La gaviota se arrojó intrépida al mar

para enfrentarse a su alimento viviente.

La lucha fue momentánea e imperceptible,

porque la fragilidad del pequeño pez cedió

para así ser absorbido y engullido

mientras su asesina levantaba vuelo.

 

Cuando la gavina se mecía en el viento cálido

se oyó un disparo ensordecedor, certero y experto,

que se apoderó de las olas.

La gaviota perdió altura estrepitosamente

y cayó desgarrada en la arena de la playa.

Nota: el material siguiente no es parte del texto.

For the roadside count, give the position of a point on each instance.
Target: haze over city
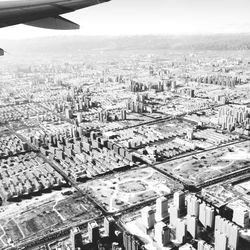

Su cuerpo moribundo dejó de jadear.

 

El cazador furtivo se abalanzó sobre ella y la tomó férreamente,

muy ufano, exhibiéndola con una sonrisa descontrolada

dibujada en sus labios resecos.

Su traje de baño, diminuto y fosforescente,

relucía mucho más por la incandescencia del Sol imperial.

 

Todos sus compañeros celebraron con él

Por el fácil trofeo conseguido,

Bebiendo dos botellas de ron,

Casi vacías desde hacía ya tiempo.

Las esbeltas mujeres brincaban, sin armonía,

con delirante alegría y desparpajo

mostrando todas sus cuerpos artificiales,

suficientemente bronceados y torneados,

repletas de una sexualidad satisfecha.

 

Salieron todos corriendo hacia ninguna parte,

Dejando tras de sí una mancha amorfa

Y muerta en la naturaleza.

No hay responsables,

Sólo hay una gaviota y un pez menos en el firmamento.